Illustrates the high-level workflow of an open scheduler, from client job submission to resource reservation, instance provisioning, and status updates acr
sequenceDiagram
participant Client
participant ControlPlane
participant Scheduler
participant DB
participant NodeAgent
participant LocalQueue
participant ProviderDriver
participant Provider
Client->>ControlPlane: SubmitJob(jobSpec)
ControlPlane->>DB: INSERT job status = Pending
ControlPlane->>Scheduler: notify pending job
Scheduler->>DB: SELECT nodes snapshot
Scheduler->>DB: BEGIN TX and reserve node resources
Scheduler->>DB: UPDATE job.assigned_node and set job.status = Reserved
Scheduler->>DB: CREATE binding record with status = Reserved
Note right of Scheduler: generate stable idempotency_token (e.g. job-123-order-1)
Scheduler->>NodeAgent: Order(order_id, job_id, idempotency_token, spec)
NodeAgent->>LocalQueue: enqueue Order (persist token)
LocalQueue->>ProviderDriver: dequeue -> CHECK existing instance by idempotency_token
alt existing instance found
ProviderDriver-->>LocalQueue: return existing_instance_id
else no existing instance
ProviderDriver->>Provider: POST /1.0/instances (include metadata idempotency_token)

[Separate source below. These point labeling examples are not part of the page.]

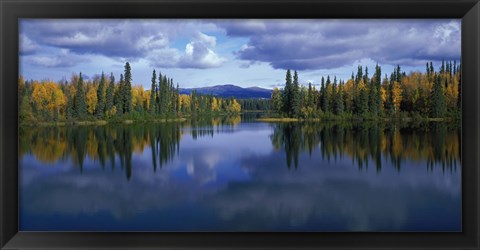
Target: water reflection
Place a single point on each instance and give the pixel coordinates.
(438, 144)
(232, 175)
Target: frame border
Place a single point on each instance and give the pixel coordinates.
(11, 11)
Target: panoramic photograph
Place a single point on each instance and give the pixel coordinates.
(240, 125)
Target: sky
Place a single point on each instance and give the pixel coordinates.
(243, 52)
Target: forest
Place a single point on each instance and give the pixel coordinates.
(104, 99)
(429, 95)
(432, 95)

Provider->>ProviderDriver: returns operation_id
ProviderDriver->>LocalQueue: persist mapping op_id <-> order_id
LocalQueue->>ProviderDriver: poll /1.0/operations/op_id until done
Provider->>ProviderDriver: operation done (success + instance_name)
ProviderDriver-->>LocalQueue: return created_instance_id
end
LocalQueue->>NodeAgent: OrderStatus(order_id, job_id, instance_id, state = Created)

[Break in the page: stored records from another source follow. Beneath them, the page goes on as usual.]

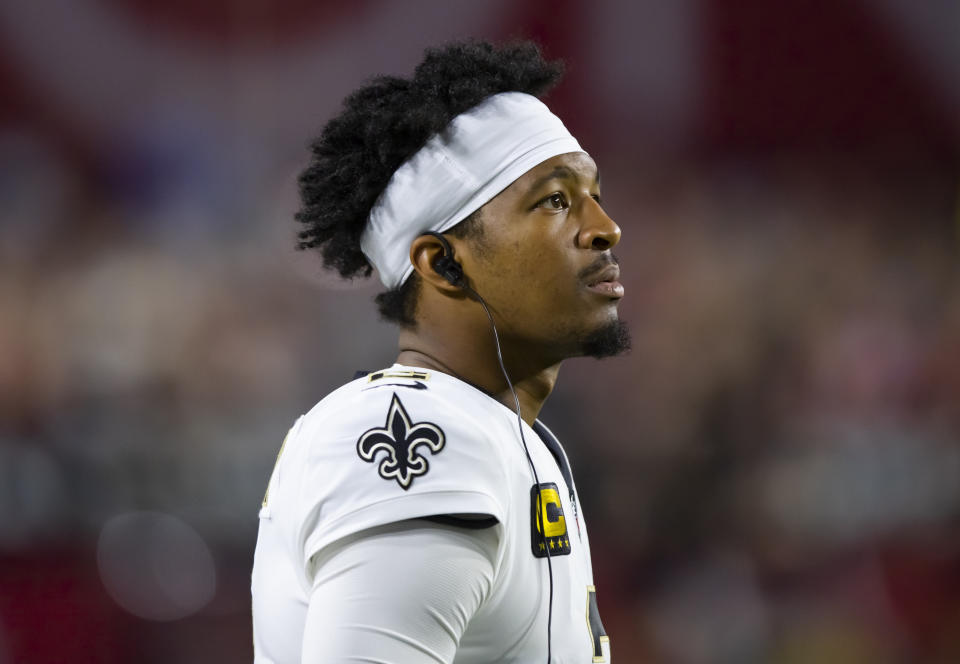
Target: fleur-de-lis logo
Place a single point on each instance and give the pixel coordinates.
(400, 438)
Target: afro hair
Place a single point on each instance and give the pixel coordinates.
(381, 126)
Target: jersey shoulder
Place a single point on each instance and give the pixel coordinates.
(398, 444)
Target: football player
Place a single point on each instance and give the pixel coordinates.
(422, 513)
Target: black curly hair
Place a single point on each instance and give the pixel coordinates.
(383, 124)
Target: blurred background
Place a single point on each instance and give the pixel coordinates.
(771, 476)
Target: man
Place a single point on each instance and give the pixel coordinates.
(421, 513)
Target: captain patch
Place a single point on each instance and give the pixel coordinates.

NodeAgent->>ControlPlane: OrderStatus (via NodeStream)
ControlPlane->>DB: UPDATE binding status = Created and set instance id
ControlPlane->>DB: UPDATE job.status = Running
ControlPlane->>Client: JobStatus(Running, node = ...)

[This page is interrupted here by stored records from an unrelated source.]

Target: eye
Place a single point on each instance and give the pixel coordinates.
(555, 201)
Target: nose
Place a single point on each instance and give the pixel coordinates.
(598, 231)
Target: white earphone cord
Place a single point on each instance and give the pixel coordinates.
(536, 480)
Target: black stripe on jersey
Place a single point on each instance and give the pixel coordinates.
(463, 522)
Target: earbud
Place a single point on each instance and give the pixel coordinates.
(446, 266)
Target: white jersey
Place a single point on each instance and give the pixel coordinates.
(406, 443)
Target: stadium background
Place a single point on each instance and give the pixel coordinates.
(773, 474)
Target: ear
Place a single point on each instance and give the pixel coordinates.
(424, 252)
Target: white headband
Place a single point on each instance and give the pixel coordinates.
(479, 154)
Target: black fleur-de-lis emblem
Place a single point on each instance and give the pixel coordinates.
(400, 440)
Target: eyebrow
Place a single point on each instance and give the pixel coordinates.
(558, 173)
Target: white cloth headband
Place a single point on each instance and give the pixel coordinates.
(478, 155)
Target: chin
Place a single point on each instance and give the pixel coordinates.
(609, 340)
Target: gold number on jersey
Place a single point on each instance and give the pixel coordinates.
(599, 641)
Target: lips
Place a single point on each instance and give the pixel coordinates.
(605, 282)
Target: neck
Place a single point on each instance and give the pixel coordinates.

This diagram details the end-to-end process of a job being submitted to an open scheduler. It covers the interactions between the client, control plane, scheduler, database, node agent, local queue, provider driver, and the underlying cloud provider. Key steps include job submission, database persistence, resource reservation, idempotent instance provisioning, and status updates back to the client.
Use this diagram when designing a distributed job scheduling system, understanding resource orchestration workflows, or debugging job lifecycle issues in a cloud-native environment. It's useful for illustrating how different services coordinate to execute a task.
This workflow can be adapted by adding more sophisticated scheduling algorithms, integrating with different cloud providers, or incorporating advanced error handling and retry mechanisms. You could also extend it to include pre-emption, scaling, or cost optimization steps.